Analyzed Fields in Explain Data

Explain Data runs a statistical analysis on a dashboard or sheet to find marks that are outliers, or specifically on a mark you select. The analysis also considers possibly related data points from the data source that aren't represented in the current view.

Explain Data might not include every column from the data source in the analysis. In many cases, certain types of fields will be automatically excluded from the analysis. For more information, see Fields excluded by default.

Explain Data view analyzed fields.

Note: Dimensions with more than 500 unique values won't be considered for analysis (unless allowed by the author in Explain Data Settings).

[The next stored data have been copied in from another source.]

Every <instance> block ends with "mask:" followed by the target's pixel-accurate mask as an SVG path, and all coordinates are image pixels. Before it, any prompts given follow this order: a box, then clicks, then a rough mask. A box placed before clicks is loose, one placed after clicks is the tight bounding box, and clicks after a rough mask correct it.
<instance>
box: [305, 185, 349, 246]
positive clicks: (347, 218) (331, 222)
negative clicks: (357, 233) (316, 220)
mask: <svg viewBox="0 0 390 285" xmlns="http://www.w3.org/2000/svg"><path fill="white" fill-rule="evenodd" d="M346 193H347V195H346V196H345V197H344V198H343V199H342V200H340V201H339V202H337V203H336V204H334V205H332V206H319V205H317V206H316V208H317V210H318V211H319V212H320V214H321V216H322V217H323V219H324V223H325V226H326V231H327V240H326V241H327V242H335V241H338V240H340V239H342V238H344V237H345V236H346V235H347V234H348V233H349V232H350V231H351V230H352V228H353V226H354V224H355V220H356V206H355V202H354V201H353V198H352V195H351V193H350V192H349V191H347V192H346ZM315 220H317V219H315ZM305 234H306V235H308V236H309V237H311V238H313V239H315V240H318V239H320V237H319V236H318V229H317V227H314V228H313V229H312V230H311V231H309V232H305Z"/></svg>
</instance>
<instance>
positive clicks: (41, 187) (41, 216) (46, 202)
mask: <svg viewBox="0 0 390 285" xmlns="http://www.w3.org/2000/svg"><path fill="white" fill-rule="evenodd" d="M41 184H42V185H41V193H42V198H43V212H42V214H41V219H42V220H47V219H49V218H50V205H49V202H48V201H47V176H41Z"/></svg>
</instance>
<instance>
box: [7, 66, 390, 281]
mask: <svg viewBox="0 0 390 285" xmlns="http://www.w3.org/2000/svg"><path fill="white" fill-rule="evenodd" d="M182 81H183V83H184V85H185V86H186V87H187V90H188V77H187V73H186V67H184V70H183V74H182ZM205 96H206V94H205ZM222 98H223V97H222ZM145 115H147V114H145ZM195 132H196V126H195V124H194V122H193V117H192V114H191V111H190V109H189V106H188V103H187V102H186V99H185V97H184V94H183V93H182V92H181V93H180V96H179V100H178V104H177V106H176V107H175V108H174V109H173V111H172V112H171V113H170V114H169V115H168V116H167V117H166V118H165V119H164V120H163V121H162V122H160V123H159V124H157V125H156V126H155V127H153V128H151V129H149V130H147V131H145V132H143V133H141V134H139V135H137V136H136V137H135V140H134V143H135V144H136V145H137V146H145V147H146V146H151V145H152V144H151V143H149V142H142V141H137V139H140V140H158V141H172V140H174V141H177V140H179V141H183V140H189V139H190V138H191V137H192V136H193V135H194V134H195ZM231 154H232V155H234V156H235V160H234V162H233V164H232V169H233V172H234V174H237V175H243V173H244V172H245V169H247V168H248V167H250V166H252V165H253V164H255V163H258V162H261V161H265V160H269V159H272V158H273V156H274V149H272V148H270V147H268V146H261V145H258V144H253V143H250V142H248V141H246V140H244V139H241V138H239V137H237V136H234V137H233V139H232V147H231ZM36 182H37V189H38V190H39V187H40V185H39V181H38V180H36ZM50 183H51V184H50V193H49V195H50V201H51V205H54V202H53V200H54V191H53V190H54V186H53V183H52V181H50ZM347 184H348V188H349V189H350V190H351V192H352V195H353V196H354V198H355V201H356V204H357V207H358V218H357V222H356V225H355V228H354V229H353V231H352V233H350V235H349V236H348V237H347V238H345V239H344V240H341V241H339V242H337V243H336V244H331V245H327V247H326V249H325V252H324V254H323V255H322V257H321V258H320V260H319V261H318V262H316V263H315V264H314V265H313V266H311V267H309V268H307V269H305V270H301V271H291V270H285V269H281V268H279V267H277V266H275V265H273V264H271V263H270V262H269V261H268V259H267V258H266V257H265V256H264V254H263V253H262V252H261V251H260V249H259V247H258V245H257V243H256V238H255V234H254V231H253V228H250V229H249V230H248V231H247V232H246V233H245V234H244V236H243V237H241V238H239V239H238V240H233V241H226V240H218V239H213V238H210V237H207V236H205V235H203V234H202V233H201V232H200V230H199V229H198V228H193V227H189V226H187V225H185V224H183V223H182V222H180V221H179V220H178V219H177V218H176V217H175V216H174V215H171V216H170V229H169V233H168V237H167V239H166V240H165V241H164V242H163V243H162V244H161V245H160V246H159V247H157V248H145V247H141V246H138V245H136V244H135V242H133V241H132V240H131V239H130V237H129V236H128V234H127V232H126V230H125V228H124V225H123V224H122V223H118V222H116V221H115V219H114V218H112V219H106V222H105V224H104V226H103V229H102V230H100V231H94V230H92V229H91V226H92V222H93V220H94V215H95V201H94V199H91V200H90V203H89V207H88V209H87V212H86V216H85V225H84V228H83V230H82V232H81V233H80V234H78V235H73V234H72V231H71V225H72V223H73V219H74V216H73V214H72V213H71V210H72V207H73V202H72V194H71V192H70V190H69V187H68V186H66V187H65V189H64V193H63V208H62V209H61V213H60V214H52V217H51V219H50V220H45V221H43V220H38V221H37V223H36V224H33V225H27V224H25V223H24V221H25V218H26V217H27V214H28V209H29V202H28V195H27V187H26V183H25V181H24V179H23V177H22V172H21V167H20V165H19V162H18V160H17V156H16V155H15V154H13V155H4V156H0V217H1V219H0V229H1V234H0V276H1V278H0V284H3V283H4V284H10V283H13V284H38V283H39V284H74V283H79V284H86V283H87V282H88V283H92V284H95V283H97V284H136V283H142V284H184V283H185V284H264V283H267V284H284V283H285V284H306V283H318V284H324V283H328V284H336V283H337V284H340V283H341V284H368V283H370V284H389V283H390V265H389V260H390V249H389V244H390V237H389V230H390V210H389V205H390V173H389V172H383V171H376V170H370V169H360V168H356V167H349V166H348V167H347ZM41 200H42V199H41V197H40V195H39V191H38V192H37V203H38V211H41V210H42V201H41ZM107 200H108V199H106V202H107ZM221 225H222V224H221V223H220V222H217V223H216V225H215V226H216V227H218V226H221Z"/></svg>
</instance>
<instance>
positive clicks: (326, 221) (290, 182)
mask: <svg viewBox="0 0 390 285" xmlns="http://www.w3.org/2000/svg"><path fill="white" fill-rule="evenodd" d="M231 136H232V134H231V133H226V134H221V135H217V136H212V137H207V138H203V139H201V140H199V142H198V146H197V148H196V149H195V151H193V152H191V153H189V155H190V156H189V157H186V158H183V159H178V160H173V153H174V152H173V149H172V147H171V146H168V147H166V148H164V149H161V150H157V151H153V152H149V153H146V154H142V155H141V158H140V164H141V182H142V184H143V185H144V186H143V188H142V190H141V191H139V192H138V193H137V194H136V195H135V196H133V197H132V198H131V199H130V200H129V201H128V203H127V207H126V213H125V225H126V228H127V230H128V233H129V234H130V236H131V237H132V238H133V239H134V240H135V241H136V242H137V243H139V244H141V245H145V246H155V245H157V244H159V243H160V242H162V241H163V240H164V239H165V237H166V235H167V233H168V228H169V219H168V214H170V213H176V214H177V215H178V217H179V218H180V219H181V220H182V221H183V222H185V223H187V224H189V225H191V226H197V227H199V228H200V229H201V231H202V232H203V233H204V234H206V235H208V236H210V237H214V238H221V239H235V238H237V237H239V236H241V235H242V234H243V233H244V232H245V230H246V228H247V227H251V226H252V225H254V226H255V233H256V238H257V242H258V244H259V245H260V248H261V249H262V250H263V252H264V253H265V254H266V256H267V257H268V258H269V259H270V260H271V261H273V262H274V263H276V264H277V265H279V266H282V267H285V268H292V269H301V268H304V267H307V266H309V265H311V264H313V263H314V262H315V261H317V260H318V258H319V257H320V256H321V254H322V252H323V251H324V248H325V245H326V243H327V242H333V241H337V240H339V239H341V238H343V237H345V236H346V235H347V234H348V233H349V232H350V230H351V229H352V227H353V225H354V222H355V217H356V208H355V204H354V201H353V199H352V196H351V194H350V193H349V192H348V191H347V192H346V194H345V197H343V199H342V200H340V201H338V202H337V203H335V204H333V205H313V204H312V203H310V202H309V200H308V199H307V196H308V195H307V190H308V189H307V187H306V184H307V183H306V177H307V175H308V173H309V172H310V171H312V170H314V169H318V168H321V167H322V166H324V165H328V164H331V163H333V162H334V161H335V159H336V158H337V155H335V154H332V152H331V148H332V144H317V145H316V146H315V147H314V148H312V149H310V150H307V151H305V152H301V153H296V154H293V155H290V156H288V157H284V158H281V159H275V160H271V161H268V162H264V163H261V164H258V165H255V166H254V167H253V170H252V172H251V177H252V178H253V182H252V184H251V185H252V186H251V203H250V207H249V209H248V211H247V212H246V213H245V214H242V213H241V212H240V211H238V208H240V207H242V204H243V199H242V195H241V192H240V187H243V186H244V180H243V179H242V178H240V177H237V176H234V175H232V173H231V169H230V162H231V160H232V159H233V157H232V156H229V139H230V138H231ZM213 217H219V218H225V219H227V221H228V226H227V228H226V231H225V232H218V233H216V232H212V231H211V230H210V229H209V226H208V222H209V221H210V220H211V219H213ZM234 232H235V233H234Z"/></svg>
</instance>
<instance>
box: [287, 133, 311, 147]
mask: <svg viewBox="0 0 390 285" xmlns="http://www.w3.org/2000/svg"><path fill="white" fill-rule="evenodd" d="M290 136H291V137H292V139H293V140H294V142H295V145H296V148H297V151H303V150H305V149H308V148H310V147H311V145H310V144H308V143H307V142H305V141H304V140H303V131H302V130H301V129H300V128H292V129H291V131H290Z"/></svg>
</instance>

All users can view information on which fields are included or excluded in the current analysis. Creators and Explorers who have editing permissions can edit the fields used by Explain Data for statistical analysis.

View fields analyzed by Explain Data

When you expand an explanation for a measure that is contributing to the value of the mark, a link that indicates the number of fields considered in the analysis is displayed at the bottom of the Data Guide pane.

Explain Data details with a link to view the 14 of 23 fields that are relevant to the higher sum value.

Click the link to see the list of fields included in or excluded from the current statistical analysis.

When a data source contains more than 1000 unvisualized dimensions or measures, you might see an alert asking if you want Explain Data to consider more fields. Click Explain All to run an analysis that includes more fields. The analysis may take longer to complete.

To view fields used by Explain Data for statistical analysis

  1. Run Explain Data on dashboard, sheet, or mark(Link opens in a new window).
  2. In the Data Guide pane, under Contributing to the value of, click a measure name.

    Explain Data details about an analyzed mark, with text highlighted that describes a higher than expected trip distance sum value of 8,800.

  3. Click the number-of-fields link at the bottom of the pane.

    Explain Data details about an analyzed mark, with text highlighted that reads "12 of 23 fields".

Change fields used for statistical analysis

Creators and Explorers who have editing permissions can select fields to be included or excluded from the statistical analysis in the Fields tab of the Explain Data Settings dialog box.

Explain Data Settings window that provides information about the data settings, including fields and data types.

When a data source contains dimensions with a large number of unique values (up to 500), those fields won't be considered for analysis.

To edit the fields used by Explain Data for statistical analysis

Settings for analyzed fields are applied at the data source level.

  1. Run Explain Data on a mark when editing a view.
  2. In the Data Guide pane, click the settings icon at the bottom of the pane. Or, click the Edit button in the Analyzed Fields view (how to open analyzed fields).

    Edit button on the Analyzed Fields pane.
  3. In the Explain Data Settings dialog box, click the Fields tab.
  4. Click a drop-down arrow next to a field name, select Automatic or Never Include, and then click OK.

    Note that fields must have less than 500 unique values to be included in the analysis.

    Explain Data Settings window with a measure selected and the dropdown menu expanded to reveal options for including or excluding the field.

Fields excluded by default

Fields excluded by default Reasons for exclusion

All unvisualized measures when there are more than 1,000 measures in the data source.

All unvisualized dimensions when there are more than 1,000 dimensions in the data source.

Computing explanations for more than 1000 unvisualized measures or dimensions can take longer to compute, sometimes several minutes. These fields are excluded by default for initial analysis, but you can choose to include them for further analysis.

In this situation, you might see an alert asking if you want Explain Data to consider more fields. Click the alert link to get more information. Click Explain All to run an analysis that includes more fields.

Fields that use geometry, latitude, or longitude Geometry, latitude, or longitude by themselves can never be explanations. It is highly likely that an explanation that calls out the latitude or the longitude as an explanation is due to a spurious correlation and not a probable explanation.
Dimensions with high cardinality (dimensions with > 500 members)

High cardinality dimensions take longer to compute. Dimensions with more than 500 unique values will not be considered for analysis.

Groups, bins, or sets Not currently supported.
Table calculations Table calculations cannot be analyzed when table calculations are at a different level of detail than the view.
Unvisualized measures that can't be averaged Unvisualized measures that can't be averaged include measures that are calculated fields where the calculation expression includes aggregations (display as AGG() fields when added to the sheet).
Discrete measures and continuous dimensions Not currently supported.
Hidden fields Not available.
Calculated fields with errors No values present to analyze.